The odds of being struck by lightning in your lifetime are roughly 1 in 14,600, which is infinitely higher than winning the Powerball (1 in 292,000,000) but slightly less likely than getting a hole in one in a round of golf (1 in 12,000). If we had to guess though, the probability of two racecars, on the same run, matching all nine digits — elapsed time and speed — on the scoreboard would slide in somewhere between a lightning strike and striking it rich.
Amazingly, it happened at this weekend’s World Outlaw Nationals at the Orlando Speedworld Dragway in Florida.
Seasoned Pro Modified racers Jose Gonzalez and Signei Frigo, taking part in the NHRA/RPM Winter Warmup, advanced to the semifinals in their two very similarly-prepared racecars: both built by Jerry Bickel with ProLine Hemi engines, Precision 88mm turbos, and managed entirely by FuelTech ECU’s and electronics. Tuner Steve Petty calls the shots on the Gonzalez entry and is a consultant on Frigo’s Camaro that is primarily guided by Brandon Stroud.
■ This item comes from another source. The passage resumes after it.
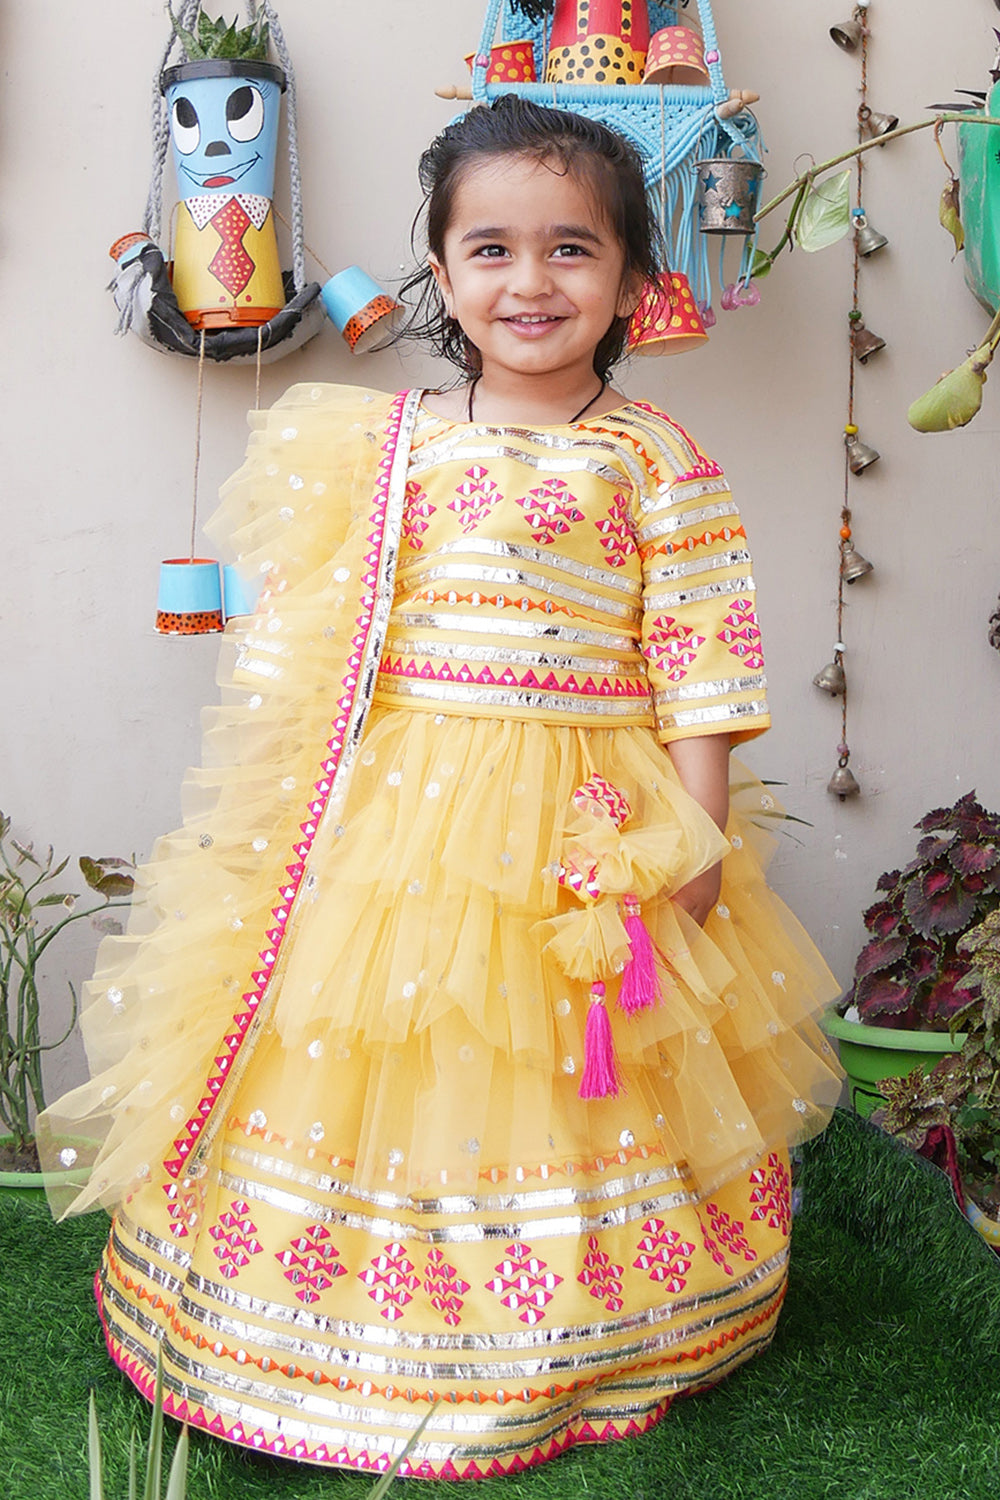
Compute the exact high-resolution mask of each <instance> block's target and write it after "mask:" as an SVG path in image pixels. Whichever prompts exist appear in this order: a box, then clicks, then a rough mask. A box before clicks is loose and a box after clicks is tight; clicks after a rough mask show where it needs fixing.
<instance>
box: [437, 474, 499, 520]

Gonzalez gained an .024-second advantage out of the gate on Frigo, but that’s where the disparities ended. The two were .985 to .984 to 60-feet, 2.615 to 2.631 at 330-feet, 3.845 at 201.16 mph to 3.847 at 202.39 mph, and 4.887 to 4.889 to 1,000-feet.
While the margin of victory was .0242-seconds — decided entirely on the tree — the two crossed the stripe with identical 5.766-second elapsed times and both at 256.70 mph.
Matching elapsed times down to the third digit isn’t entirely uncommon, particularly in a heads-up category as tight as Pro Modified with two nearly identical cars, but the odds on any given run still aren’t particularly high. Obviously, the further to the right you go, the less probability there is of matching any single digit (because both cars were very likely going to run 5-something, and from there, that they would both run 5.7-something carries its own set of odds, and so on).
Likewise, that both cars could trap 256 mph is also highly possible, but moving to the right of the decimal point and matching those numbers, as well, is pure insanity. There are 99 possible numbers (.00 through .99), meaning between the two cars, there are 10,000 different possible number combinations. By the time you factor up the odds of matching all the digits of both the elapsed time and speed, you end up with a once-in-a-lifetime occurrence that’s right there with the dead-heat Top Fuel race between J.R. Todd and Doug Kalitta in 2016 and the double perfect lights recorded by Erica Enders and Jonathan Gray in Pro Stock in 2014.
If anyone reading this is a mathematician and wants to give this a shot, we’d love to hear the calculations!
Editors note: Drag racing historian/statistician Bret Kepner sent us a note that he’d personally witnessed two such occurrences previously — one at an American Hot Rod Association event in 1982 and another at a United Drag Racers Association meet in 1989.